La Collezione Verzocchi
Fonte di ispirazione per l’edizione di quest’anno è la Collezione Verzocchi, ospitata nella Pinacoteca civica a pochi passi dall’Ex-Deposito, quasi a farne da contraltare e, allo stesso tempo, da orizzonte storico sul quale proiettare il filo del discorso. Grazie alla collaborazione con Davide Ferri, infatti, Ipercorpo 2012 troverà continuità progettuale nella primavera del 2013, quando la Collezione verrà trasferita nella nuova sede di Palazzo Romagnoli, inaugurato per l’occasione.

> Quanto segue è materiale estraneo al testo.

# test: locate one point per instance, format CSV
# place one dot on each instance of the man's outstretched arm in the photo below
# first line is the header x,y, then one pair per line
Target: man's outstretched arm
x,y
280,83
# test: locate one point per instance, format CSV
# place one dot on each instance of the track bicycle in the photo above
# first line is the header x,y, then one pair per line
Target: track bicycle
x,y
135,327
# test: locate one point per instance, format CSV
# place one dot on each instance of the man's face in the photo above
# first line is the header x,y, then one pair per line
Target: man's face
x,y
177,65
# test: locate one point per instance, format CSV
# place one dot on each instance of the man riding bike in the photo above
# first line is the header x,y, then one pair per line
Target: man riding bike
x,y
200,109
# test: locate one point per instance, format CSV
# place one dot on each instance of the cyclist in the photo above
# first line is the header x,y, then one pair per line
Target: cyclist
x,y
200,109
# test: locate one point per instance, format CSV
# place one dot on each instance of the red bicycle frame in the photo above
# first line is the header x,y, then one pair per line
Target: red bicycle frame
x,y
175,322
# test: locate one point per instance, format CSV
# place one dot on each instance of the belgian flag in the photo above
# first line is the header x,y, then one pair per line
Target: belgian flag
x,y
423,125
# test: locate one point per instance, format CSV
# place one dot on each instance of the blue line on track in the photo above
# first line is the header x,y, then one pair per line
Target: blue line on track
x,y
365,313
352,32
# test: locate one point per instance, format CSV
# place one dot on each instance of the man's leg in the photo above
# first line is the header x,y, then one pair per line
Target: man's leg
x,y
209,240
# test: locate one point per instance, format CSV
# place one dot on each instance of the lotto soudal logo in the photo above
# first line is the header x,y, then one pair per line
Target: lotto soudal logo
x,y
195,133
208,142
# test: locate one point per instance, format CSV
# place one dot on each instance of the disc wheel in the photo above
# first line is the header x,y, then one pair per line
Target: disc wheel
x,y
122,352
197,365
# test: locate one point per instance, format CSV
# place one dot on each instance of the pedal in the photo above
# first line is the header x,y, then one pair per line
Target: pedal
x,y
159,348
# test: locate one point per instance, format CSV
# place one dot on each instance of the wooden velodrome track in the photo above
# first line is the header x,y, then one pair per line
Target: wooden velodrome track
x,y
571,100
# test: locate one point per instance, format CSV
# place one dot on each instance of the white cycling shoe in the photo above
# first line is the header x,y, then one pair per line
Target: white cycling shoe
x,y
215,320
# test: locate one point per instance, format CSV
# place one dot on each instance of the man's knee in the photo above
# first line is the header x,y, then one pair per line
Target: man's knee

La Collezione Verzocchi fu ideata nel 1949, in pieno fermento di ricostruzione postbellica, da Giuseppe Verzocchi, che commissionò a 70 giovani artisti italiani del tempo un’opera sul tema del lavoro. Era una scommessa folle ma quei giovani sconosciuti, nouvelle vague dell’Italia postbellica, divennero poi grandi nomi dell’arte: Guttuso, Morlotti, Sassu, De Pisis, Casorati, de Chirico, Soffici, Sironi, Migneco. Verzocchi aveva investito sui giovani e il tempo gli ha dato ragione. Da questo patrimonio e da questa scommessa nasce il percorso di riflessione artistica di Ipercorpo 2012 che ha lanciato un bando alle compagnie italiane invitandole a presentare spettacoli, nuovi o già messi in scena, ma interessanti per ampliare una riflessione sul mondo del lavoro.

L’Ex-Deposito ATR crocevia di linguaggi Per il secondo anno consecutivo, ad ospitare il festival sarà la suggestiva cornice dell’Ex Deposito delle

corriere, rimasto chiuso al pubblico per oltre dieci anni e restituito alla città come vivace contenitore culturale e fucina creativa in cui musica, teatro, performances, video e installazioni si alterneranno in un inedito incrocio di linguaggi. Un incrocio che riflette quello delle differenti sfaccettature che la parola “lavoro” assume oggi nell’opera di alcune tra le più interessanti realtà della scena italiana: Anagoor, Pathosformel, Mirto Baliani, Teatrino Clandestino, Silvia Camporesi, Teatro Sotterraneo, Muna Mussie, Paola Bianchi e Fausto Balbo, Spazi Indecisi, Ivan Fantini, Massimo Foschi, Fuzz + Maggiore, Enrico Gabrielli, tra i protagonisti di questa edizione.

“Dopo sei anni di esperimenti attorno ad una forma festival si riparte con la sensazione che tutto sia da rifare di nuovo – spiega Claudio Angelini -. Ma è veramente possibile coglierne degli aspetti inediti? Inedita è la collaborazione ideativa con un giovane critico e curatore d’arte contemporanea, Davide Ferri, che negli anni ha lavorato con continuità sul medium pittura. Inedito uno sfondo così preciso come quello della collezione Verzocchi – precisa – tale da chiamarci ad organizzare un bando per la scelta dei progetti, fatto inedito anch’esso. Inedito un confronto con una parola che avverto così pericolosa: lavoro. Se ne percepisce il pericolo non tanto per l’ampiezza dei significanti quanto per la loro corruzione entro frasi e declinazioni di pensiero immediatamente strumentalizzabili”.